Vivimos en un tiempo de otros. La
prisa, el calendario y el reloj se instalan en nuestro dietario para ocuparnos
de asuntos que no se refieren, la mayoría de las ocasiones, a nosotros.
Tenemos la sensación de que hay que volcarse
en todo lo que nos rodea para el mundo que nos circunda marche bien. Estamos en
una especie de creencia que nos sobre valora. Pensamos que sin nuestro cuidado,
sin las atenciones que merece lo que hacemos, todo iría mal. Efectivamente,
nadie es imprescindible, como reza un aforismo antiguo, aunque seamos
necesarios. Tener claridad sobre lo que abarca el poder de nuestros actos nos
llevará a crear un tiempo nuestro en donde invirtamos en felicidad.
A medida que vamos haciéndonos mayores,
ese tiempo feliz, en donde nos concedemos el derecho de dedicarnos a nosotros
mismos, se pierde. Los niños juegan incansablemente a simular realidades que no
existen pero en las que están tan inmersos que la de verdad pierde las
coordenadas. Ir creciendo significa ceder nuestro tiempo de disfrute a las
obligaciones, a esas pautas de trabajo y vida en la que no hay espacio para el
deleite, la ensoñación, el disfrute o la serenidad.
Cuando uno toma prestado un tiempo
propio a la vorágine diaria se siente bien. Te vas dando cuenta de que en
realidad las cosas marchan de igual manera sin esa plena dedicación a ellas,
sin la extenuación de derrocharnos allí y sin esa obsesión continua porque todo
esté perfecto y en orden permanente.
Hay que saber dónde reside la felicidad
de cada cual e invertir en ella a fondo perdido. Las oportunidades de ser
felices escasean por eso cuando las chispas doradas de un momento mágico caen
sobre ti, debes respirarlas como el mejor aire posible.
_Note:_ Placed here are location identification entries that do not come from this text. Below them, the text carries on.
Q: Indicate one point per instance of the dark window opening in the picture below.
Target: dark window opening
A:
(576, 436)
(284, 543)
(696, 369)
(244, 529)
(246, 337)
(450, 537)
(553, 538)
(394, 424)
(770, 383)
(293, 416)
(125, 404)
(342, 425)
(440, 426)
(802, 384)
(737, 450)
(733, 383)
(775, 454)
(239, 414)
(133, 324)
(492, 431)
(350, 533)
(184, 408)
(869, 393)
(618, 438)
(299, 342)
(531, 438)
Concedernos tiempos nuestros equivale a
abonar el subsuelo de las emociones; poner una capa de fértil humus a la vida
para que lo que crezca sobre ella sea capaz de resistirla. Porque en
definitiva, algún día, en algún momento podemos dejar de existir y el mundo,
ese que creemos perdido sin nosotros, sigue de igual manera.